Kismatic’s Business Growth Strategy
Kismatic is already working with several ‘lighthouse customers’ in the two verticals Kismatic is most interested in chasing first: entertainment and finance.
For finance, most use cases are looking at containerization for testing models, as many of the harder aspects of running applications for this vertical have yet to be solved, particularly around compliance regulations. “What we see with financial companies, it is with hedge funds who want to test theories and not touch real money,” says Reilly. “They are efficiently doing things faster, like testing models against a traditional model. Then looking at 10 years of data, would this model have performed better than the previous model? They are more willing to try things like that than deal with ATM transactions where they may have compliance issues.”

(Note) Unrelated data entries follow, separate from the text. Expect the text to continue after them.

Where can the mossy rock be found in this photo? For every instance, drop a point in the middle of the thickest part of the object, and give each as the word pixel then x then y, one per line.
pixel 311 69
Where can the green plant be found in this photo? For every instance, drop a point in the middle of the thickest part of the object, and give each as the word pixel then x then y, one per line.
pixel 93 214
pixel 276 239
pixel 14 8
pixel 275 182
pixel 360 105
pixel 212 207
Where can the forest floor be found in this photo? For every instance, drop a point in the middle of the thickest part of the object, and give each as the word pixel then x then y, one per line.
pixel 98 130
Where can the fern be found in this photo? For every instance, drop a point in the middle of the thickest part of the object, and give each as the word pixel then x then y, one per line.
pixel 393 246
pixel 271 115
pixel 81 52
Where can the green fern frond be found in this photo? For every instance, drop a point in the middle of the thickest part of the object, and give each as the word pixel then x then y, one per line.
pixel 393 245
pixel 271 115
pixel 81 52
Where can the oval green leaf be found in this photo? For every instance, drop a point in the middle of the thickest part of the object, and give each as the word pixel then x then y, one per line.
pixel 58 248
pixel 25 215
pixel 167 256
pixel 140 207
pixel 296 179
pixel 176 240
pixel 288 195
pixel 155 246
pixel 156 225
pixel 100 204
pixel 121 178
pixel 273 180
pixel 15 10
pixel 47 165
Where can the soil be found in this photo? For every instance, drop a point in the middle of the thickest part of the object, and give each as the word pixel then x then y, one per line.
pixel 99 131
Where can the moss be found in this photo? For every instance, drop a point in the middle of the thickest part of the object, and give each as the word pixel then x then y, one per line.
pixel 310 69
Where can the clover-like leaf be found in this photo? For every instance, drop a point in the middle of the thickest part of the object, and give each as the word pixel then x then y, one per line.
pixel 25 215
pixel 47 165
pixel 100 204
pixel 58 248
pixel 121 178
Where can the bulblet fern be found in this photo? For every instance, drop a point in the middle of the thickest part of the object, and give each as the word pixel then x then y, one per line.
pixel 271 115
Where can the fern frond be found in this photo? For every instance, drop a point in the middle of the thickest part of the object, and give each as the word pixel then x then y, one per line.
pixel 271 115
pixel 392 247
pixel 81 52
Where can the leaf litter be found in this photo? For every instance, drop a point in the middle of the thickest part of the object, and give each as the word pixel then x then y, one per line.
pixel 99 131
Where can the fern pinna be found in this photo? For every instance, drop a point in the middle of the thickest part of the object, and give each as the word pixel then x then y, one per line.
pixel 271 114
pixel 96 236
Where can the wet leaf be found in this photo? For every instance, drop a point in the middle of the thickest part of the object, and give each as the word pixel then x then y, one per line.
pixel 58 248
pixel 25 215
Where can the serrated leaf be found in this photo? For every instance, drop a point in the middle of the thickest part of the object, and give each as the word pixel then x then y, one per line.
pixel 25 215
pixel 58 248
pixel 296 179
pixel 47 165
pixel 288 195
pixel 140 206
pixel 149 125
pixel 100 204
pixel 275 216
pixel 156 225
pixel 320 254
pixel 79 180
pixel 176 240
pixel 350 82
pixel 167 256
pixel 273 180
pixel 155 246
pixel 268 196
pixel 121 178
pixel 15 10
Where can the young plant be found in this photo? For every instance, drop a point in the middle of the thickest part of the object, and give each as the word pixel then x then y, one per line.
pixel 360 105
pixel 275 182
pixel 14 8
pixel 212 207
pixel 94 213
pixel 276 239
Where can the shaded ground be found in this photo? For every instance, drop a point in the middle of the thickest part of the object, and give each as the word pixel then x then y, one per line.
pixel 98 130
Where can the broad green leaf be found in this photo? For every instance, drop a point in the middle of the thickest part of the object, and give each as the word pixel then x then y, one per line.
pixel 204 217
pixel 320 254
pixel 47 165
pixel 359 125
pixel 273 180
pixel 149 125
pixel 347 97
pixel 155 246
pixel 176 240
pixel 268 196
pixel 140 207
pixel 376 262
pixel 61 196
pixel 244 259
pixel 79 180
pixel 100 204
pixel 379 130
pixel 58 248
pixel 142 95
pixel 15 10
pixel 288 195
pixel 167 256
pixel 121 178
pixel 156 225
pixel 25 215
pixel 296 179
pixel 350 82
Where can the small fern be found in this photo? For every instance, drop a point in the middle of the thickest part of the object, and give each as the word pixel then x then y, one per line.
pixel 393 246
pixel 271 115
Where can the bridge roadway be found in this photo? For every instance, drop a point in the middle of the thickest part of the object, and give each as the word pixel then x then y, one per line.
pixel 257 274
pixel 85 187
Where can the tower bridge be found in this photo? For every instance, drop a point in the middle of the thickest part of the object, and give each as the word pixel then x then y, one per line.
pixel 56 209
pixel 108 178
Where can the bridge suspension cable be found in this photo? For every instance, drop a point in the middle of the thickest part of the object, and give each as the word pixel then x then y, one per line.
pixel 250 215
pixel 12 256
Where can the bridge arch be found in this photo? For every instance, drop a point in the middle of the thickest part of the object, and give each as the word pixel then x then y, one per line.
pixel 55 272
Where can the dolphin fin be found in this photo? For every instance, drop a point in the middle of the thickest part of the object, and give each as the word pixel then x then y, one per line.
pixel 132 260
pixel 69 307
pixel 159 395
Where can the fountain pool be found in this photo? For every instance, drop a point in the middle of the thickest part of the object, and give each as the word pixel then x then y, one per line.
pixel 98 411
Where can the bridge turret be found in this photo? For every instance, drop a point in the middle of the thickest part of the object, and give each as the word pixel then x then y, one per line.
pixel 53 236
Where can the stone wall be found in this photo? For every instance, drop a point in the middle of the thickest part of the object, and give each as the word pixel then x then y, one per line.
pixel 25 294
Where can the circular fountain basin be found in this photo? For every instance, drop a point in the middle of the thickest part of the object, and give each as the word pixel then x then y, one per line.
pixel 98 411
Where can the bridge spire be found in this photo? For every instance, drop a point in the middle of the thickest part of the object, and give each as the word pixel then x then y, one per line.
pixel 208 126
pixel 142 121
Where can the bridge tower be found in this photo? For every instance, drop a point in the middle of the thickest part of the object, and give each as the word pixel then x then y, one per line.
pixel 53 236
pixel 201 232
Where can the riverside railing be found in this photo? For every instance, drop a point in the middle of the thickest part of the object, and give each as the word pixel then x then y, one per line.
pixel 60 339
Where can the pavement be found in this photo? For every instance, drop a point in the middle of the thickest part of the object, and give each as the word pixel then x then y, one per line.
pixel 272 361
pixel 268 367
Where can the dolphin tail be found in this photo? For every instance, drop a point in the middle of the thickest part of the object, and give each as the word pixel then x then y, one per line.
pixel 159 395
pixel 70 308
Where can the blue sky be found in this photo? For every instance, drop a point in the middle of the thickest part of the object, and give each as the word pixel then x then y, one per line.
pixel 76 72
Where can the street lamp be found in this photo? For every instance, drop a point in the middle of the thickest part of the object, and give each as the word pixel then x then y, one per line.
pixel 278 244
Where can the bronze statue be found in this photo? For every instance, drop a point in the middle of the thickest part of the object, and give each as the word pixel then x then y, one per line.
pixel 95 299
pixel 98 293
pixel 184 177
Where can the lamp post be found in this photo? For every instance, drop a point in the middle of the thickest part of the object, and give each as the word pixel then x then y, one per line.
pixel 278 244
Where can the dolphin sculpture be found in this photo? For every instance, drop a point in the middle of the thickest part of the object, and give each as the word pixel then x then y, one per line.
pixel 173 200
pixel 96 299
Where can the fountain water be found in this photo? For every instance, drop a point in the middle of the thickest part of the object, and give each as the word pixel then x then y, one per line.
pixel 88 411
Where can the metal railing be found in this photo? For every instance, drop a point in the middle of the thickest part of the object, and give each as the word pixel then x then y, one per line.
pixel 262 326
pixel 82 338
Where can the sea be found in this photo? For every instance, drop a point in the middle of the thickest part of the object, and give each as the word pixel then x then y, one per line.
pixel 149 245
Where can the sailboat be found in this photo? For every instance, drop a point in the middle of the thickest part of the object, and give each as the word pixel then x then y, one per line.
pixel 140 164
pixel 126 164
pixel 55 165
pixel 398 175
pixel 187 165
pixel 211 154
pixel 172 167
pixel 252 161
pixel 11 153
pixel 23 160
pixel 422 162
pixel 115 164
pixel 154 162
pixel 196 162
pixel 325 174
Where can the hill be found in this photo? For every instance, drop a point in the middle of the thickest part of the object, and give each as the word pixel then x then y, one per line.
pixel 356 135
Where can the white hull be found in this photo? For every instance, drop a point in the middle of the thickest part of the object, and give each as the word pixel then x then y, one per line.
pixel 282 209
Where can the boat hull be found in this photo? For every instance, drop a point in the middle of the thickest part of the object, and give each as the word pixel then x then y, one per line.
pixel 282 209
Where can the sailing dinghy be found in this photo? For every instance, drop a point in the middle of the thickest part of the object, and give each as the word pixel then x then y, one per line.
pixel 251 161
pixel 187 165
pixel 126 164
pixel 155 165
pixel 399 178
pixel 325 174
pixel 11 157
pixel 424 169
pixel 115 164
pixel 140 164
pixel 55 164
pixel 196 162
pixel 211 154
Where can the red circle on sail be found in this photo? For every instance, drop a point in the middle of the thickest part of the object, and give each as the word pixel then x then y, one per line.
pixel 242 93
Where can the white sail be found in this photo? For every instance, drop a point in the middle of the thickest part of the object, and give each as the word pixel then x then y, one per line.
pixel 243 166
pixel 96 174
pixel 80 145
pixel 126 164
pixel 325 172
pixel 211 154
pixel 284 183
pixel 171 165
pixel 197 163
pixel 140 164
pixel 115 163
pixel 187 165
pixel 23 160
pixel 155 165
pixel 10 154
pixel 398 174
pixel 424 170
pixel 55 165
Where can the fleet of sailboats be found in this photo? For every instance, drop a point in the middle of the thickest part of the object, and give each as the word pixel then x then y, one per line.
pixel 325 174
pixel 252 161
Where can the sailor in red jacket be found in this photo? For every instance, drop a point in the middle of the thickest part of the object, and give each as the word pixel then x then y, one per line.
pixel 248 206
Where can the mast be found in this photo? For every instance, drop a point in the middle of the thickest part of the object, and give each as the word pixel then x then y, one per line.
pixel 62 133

Kismatic’s business model for now focuses on offering different service-level agreements (SLAs) for enterprises who do want to come on board, ranging from basic customer service with ticket response times, to Kismatic support in developing custom applications on top of Kubernetes.
While that brings in some customer revenue, Reilly’s developer team can also keep focused on last mile enterprise features. “We have released the Kubernetes packages on all the major distributions. We are giving tested packages that users can run.
“Now we are looking at end-to-end encryption, and making sure there is an audit trail.”
Challenges of Containerization Adoption in the Enterprise
The two biggest challenges Kismatic faces both come from being at the cusp of emerging infrastructure technologies. First, Kismatic often needs to explain containerization. Even in a business environment where containerized approaches are being adopted very quickly, there is still a lot of 101-ism needed to provide the compelling reasons to move towards containerization if enterprise current workloads are in virtual machines. If they can convince customers of that, they then need to show why it is in their interest to adopt the container cluster management model and very-early stage, minimal-tool ecosystem of Kubernetes over Docker’s more extensive ecosystem landscape and more enterprise-ready offerings.
Kismatic believes the Kubernetes ecosystem will expand quickly, and is adopting some of Docker’s techniques to do so, starting with a Kubernetes Weekly, in the same vein as Docker Weekly. “People who really care about Kubernetes are out there. We want to help influence the product as much as possible so it is a good fit for enterprise,” Reilly says.
Image sourced via Flickr Creative Commons.